Un de mes proches revient d’un déplacement professionnel à Singapour où il a donné un cours sur le framing à un panel de professionnels venus d’Asie et du reste du monde. Il m’appelle gentiment pour échanger sur cette expérience, qui n’est pas la première, mais qui vient une nouvelle fois confirmer pour lui, de manière cinglante, à son retour, ce que nous sommes en train de devenir en Europe et en Suisse.
Notre échange téléphonique m’inspire deux constats :
- Notre force est notre faiblesse.
- On ne voit mieux ce qu’on est qu’en sortant de soi. C’est encore une fois le « deux en un » de Socrate revisité par Arendt : « penser, c’est faire dialoguer deux « je » en soi-même pour créer une harmonie ». J’ajouterais : pour enclencher une dynamique consciente.

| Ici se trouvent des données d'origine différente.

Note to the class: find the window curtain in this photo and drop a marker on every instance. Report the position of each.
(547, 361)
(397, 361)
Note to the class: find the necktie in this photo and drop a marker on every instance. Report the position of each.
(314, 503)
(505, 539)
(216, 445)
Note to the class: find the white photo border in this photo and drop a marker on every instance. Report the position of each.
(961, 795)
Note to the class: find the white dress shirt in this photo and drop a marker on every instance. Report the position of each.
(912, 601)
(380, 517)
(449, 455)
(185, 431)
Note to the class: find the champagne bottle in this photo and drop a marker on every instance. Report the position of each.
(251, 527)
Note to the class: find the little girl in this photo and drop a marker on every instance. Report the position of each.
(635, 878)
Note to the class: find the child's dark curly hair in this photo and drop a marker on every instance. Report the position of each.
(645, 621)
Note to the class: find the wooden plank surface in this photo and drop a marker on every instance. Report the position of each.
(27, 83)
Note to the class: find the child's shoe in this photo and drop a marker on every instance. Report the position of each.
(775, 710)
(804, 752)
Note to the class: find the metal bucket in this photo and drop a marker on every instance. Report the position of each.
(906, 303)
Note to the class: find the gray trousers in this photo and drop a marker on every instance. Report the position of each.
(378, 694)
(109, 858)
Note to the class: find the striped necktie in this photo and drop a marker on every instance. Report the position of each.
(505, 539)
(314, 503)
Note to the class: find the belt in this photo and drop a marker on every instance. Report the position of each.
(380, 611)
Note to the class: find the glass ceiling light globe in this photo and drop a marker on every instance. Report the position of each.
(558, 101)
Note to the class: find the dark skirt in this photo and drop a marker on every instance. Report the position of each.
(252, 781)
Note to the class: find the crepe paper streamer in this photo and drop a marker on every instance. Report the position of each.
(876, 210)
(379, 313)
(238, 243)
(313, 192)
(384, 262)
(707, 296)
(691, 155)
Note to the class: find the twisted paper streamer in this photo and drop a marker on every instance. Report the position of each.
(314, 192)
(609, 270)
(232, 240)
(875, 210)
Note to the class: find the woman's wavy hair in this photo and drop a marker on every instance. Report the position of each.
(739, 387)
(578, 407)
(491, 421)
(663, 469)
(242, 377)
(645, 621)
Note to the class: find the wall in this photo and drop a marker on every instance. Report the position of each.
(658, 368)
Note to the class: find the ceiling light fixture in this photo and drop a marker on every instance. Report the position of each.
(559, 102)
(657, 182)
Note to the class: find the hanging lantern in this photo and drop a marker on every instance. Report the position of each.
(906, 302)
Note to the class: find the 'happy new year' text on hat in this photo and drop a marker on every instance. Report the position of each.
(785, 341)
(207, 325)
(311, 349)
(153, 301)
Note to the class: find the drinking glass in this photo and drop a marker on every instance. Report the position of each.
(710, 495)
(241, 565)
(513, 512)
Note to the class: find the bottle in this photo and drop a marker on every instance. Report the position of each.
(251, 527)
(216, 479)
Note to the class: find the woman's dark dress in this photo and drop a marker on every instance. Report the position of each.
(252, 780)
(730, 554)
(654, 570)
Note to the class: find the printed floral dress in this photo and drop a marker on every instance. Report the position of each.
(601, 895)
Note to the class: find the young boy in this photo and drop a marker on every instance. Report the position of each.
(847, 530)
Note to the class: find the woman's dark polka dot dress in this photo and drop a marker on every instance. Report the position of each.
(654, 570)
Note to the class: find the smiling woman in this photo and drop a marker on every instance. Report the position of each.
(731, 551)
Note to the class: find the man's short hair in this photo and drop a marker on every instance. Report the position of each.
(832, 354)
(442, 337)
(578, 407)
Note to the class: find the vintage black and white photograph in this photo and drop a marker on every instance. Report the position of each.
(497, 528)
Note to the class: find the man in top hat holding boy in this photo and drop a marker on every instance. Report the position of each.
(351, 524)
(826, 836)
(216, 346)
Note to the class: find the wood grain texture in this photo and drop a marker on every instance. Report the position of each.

Qu’on me comprenne bien : il ne s’agit pas d’établir des comparaisons, de vanter le dynamisme, la jeunesse et l’esprit entrepreneurial de l’Asie vs le conformisme et l’attentisme de l’Europe, son besoin de sécurité, sa crainte de perdre du terrain, son sentiment de culpabilité (généralisé), les obstacles toujours pressentis avant même que l’action ne soit engagée, cette forme d’ « apathie rationnelle » qui peut à l’occasion être un bon plan pour peu qu’on n’en abuse pas.
Mais voilà. Quand même.
« C’est toujours quand je reviens d’Asie que je suis frappé, ici en Suisse, me dit-il, par notre sens de l’ordre, de la sécurité, de la précaution. Ce sont éminemment de grandes qualités qui ont fait de notre pays et de notre vieux continent un espace où il fait bon vivre : on sent une société qui a progressé, qui a mûri jusqu’à être capable d’assurer à tous une vie décente. Il suffit par exemple de mettre un pied à Genève ou à Zürich pour comprendre que le filet social est large et solide ».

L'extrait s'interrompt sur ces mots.